SANTA CATARINA. Na manhã desta quarta-feira (22), o GAECO, do Ministério Público, deflagrou a Operação Cavalo de Tróia em apoio à investigação conduzida pela 13ª Promotoria de Justiça da Comarca de Joinville. A ação busca reunir provas sobre a entrada irregular de cinco relógios inteligentes (smartwatches) no Complexo Penitenciário do município.
Durante a operação, foram cumpridos seis mandados de busca e apreensão expedidos pela Vara Estadual de Organizações Criminosas. Uma pessoa também foi presa em flagrante por estar com medicamentos de origem estrangeira e sem registro na Anvisa.
As investigações apontam que um advogado teria utilizado indevidamente suas prerrogativas profissionais para facilitar a entrada dos dispositivos no presídio. Segundo apurado, os smartwatches eram usados pelos internos como meio de comunicação, funcionando como telefones dentro da unidade prisional.
De acordo com o GAECO, o investigado teria escondido os aparelhos na sala da OAB dentro do presídio, para que posteriormente fossem recolhidos por detentos e distribuídos entre outros presos. Ainda conforme a apuração, o advogado contaria com o apoio de uma sócia, atuando ambos como intermediários de comunicação de uma organização criminosa. As investigações também indicam o possível envolvimento de um policial militar, que teria repassado informações sigilosas de sistemas de segurança pública ao grupo.
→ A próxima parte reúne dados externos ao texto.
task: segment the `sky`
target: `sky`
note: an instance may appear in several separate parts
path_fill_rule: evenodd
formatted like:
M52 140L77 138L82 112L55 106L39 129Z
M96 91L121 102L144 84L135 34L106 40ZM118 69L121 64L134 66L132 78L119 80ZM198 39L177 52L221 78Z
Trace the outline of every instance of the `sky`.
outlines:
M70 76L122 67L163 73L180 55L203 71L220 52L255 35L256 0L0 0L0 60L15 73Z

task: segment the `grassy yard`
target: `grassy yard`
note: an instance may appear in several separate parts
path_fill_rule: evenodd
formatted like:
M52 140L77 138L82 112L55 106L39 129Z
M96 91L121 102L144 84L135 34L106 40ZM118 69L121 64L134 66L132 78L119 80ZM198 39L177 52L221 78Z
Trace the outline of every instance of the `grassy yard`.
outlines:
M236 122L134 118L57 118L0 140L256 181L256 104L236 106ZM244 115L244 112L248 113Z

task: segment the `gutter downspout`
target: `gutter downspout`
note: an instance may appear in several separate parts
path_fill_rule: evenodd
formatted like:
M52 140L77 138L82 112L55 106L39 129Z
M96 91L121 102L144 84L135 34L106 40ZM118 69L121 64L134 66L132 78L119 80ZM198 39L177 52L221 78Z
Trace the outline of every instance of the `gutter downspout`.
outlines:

Todo o material apreendido será encaminhado para perícia da Polícia Científica, e as análises devem auxiliar na identificação de outros envolvidos e no aprofundamento das investigações. O caso segue em sigilo.
O nome “Cavalo de Tróia” faz referência ao episódio da mitologia grega em que um presente aparentemente inofensivo escondia soldados inimigos em seu interior. De forma semelhante, a investigação aponta que a entrada dos dispositivos ocorreu sob aparência de legalidade, mas com potencial de comprometer a segurança do sistema prisional.